エアタクシーを降りた先に、ちょっと不機嫌な顔をしたバルフレアが立っていた。
だいぶ、待たされた、という表情をしていた。
ヴァンは、リーフ集めをしていたから、来るのが遅くなったのだと弁明した。
「なんだと?ジュールにリーフを預けたはずだぞ」
「ええ?」ヴァンが心底驚いていると、そこへまたもやジュールが現れた。
「まずいねぇ。ドラクロアにジャッジ隊が出動だよ・・・・こりゃあ、通用口からの侵入は厳しいねぇ」
「お前のしわざか。公安総局の動きを掴んでいたな。ジャッジ隊がドラクロアの警備を強化するまでヴァンにリーフ集めをさせて時間を稼いだわけだ」バルフレアは苦笑を浮かべた。
最初からジュールは、ドラクロアの情報がほしかったのだ。今やドラクロアはシドの意のまま。内部の事情を掴むにはシド本人の動向から推測しなければならない。彼の息子であるバルフレアを差し向け、ドラクロアに騒ぎを起こさせ、その隙に研究所の情報を手に入れる、というわけだ。
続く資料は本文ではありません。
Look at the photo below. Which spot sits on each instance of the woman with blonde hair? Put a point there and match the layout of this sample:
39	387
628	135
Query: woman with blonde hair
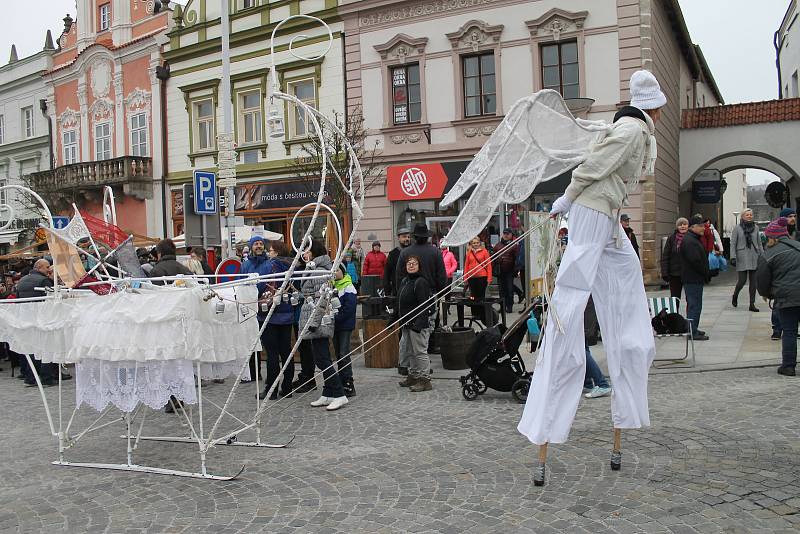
671	258
746	248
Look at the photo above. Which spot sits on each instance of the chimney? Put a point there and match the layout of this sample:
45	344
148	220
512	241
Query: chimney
48	41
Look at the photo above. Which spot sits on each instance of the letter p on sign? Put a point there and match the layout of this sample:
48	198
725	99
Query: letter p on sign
205	193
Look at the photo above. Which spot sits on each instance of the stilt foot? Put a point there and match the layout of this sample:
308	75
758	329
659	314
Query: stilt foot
616	460
538	475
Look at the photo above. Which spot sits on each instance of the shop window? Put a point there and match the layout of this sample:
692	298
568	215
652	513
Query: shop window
139	134
69	140
102	141
406	97
105	17
560	68
480	92
204	125
27	121
251	124
305	91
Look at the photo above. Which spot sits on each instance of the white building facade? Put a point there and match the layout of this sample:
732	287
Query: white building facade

「オレたちの情報・・・公安にいくらで売った?」しかし、バルフレアは、ジュールがジャッジからの金ほしさに自分たちを売ったのだと思っていた。
ジュールは、滅相もない、という表情で「ジャッジに情報を売る気はないんだな、これが。もっといい客がいらっしゃるのよ。・・・・なぁ、旦那、知ってるかい?あの研究所は今や、あんたのオヤジのおもちゃ箱なのよ。ドクター・シドは議会の承認も得ず好き勝手に研究を進めて、皇帝ですら実態を掴めなかった。特にヴェインが臨時独裁官に就いてからは、ウワサ話ひとつ漏れて来ないわけだ。あそこの”情報”を買いたい客は多いのにねぇ」
「元老院の後ろ盾をなくした反ソリドール派に、新兵器の開発を警戒するロザリアの工作員・・・・ オレたちが騒ぎを起こした隙に、そいつらへ売る情報を仕入れようってワケか」バルフレアが「フン」と鼻を鳴らした。
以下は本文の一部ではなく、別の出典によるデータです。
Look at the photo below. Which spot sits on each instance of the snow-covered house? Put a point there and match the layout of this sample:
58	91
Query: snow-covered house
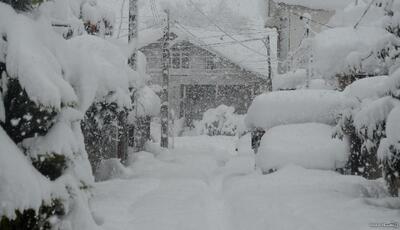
295	20
207	69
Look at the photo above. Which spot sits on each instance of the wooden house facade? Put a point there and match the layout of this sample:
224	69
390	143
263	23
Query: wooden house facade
201	78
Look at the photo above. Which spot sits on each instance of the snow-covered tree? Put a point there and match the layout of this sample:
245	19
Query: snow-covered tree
42	105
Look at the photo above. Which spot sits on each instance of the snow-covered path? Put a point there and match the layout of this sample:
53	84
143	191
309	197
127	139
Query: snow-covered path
204	185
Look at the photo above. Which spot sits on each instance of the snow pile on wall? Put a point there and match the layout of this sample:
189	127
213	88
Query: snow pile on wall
220	121
347	49
309	145
297	79
373	113
300	106
290	80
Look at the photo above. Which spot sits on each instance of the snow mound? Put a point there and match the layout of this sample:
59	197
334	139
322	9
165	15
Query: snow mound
22	187
371	87
373	113
309	145
318	4
110	169
300	106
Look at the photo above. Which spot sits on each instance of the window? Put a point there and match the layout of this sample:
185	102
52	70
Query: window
210	63
180	60
176	60
185	60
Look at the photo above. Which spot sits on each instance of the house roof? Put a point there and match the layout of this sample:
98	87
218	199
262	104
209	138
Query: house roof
318	4
246	51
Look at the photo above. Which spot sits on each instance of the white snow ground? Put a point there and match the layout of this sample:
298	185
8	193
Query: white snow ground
203	184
「利用させてもらうかわりに、運転手に話を通した。『例の場所へ』って一言でドラクロアへご案内だ。 これで貸し借り無しってわけねぇ」
「・・・・アルケイディス流の取引き、か。ふん、懐かしくて涙がでるね」
「故郷に帰って来た実感が湧いたろ?」ジュールはバルフレアの肩を馴れ馴れしく叩いた。「じゃあ、オヤジさんによろしく、ファムラン殿・・・・いやいや、バルフレアの旦那」
バルフレアの顔がムッとなった。
ジュールが姿を消した後も、彼はしばらく機嫌が悪かった。